Would you like to teach your child to read? Perhaps your child is struggling to learn to read at school. Or they have shown an early interest in learning to read before it is taught at school. Maybe you have decided to homeschool your child.
Whatever the reason for wanting to teach your child how to read, you may have reservations about whether you are really capable of doing it. You are not trained as a teacher and you know from bitter experience that trying to teach your child anything often ends in tears. Yours and theirs. What should you do?
Fortunately help is at hand. There are many reading programs available which are specifically designed to help you teach your child to read.
In choosing a program, think first about the delivery format you wish the program to use. This is generally a question of whether to choose a simple handbook describing the steps you should follow to teach your child, a multisensory program incorporating interactive teaching materials or a computer-based on-line program.
Then think about what type of instructional approach suits you. Broadly speaking, this boils down to whether you want to follow a program which adopts a phonics approach or not.
Keep reading to find out more about these different options.
Handbooks describing early reading programs offer a simple, low cost, gimmick-free, tried-and-tested method to teach your child to read. Most of these books contain detailed step-by-step instructions of exactly how to teach your child. You play an important role in the teaching process and, although these books do contain ideas for games and activities to keep the learning fun, you are the prime motivator of your child.

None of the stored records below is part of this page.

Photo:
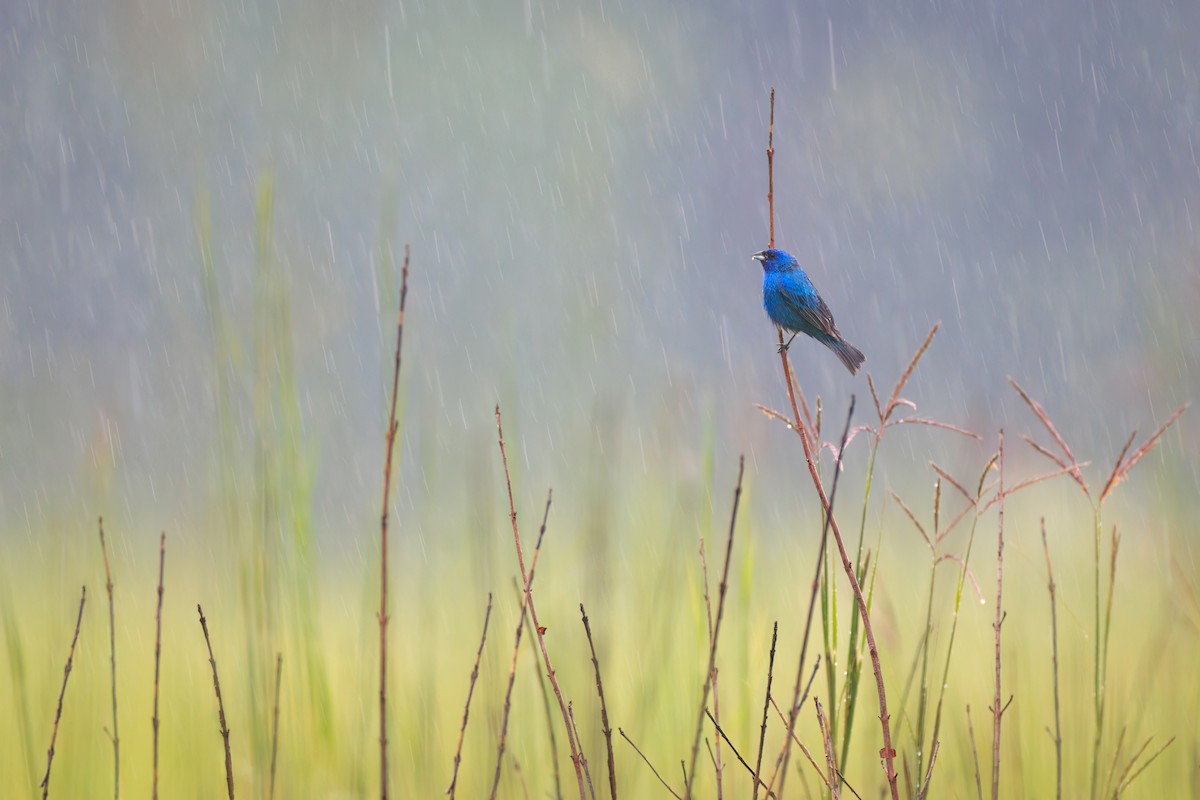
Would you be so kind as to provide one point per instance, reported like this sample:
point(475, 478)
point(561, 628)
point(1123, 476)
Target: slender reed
point(216, 687)
point(157, 655)
point(1054, 643)
point(522, 620)
point(828, 749)
point(533, 611)
point(996, 710)
point(275, 722)
point(604, 709)
point(718, 767)
point(471, 692)
point(665, 785)
point(689, 774)
point(766, 704)
point(383, 536)
point(112, 650)
point(58, 714)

If you feel that teaching from a book could be a little dry, you could opt for a more structured program. Multisensory phonics reading programs use interactive teaching materials to keep things fun for your child and appeal to different learning styles. These programs come with a range of teaching materials such as workbooks, DVDs, levelled reading books, posters, flashcards, song books and progress charts to hold your child's interest and motivate them to learn.
Another alternative worth considering is one of the fee-paying online reading programs. These might suit you if you think your child would not respond so well to you as the teacher, since the computer effectively does the teaching. Many children already associate the computer with playing games, and these programs utilise fun and engaging activities to help keep your child motivated while learning to read. I can recommend the Reading Eggs and Looney Tunes ClickN READ Phonics
online reading programs.
Perhaps you are just looking for occasional extra reading tuition, to supplement what your child is receiving at school or address a particular problem area. In this case, consider one of the recommended free reading programs, which are still of an excellent quality.
Most of the recommended programs are phonics reading programs, which teach your child to read using the various correspondences between letters and the sounds they represent. The phonics instructional approach varies between programs depending on how the letter-sound combinations are represented to your child.
For example, in synthetic phonics approaches, children are taught to link an individual letter or letter combination with its appropriate sound and then blend the sounds to form words. In analytic phonics, children learn similarly spelt words together in 'rhyming families' and are then taught to analyse new words to detect spelling patterns from the rhyming families they have learned.
If you don't want to follow a phonics program, alternative reading programs are also available, such as programs based on the Look and Say or Whole Language methods of teaching your child to read.
So don't despair. Choose a program you think will be right for you and your child and see how easy it can be to teach your child to read!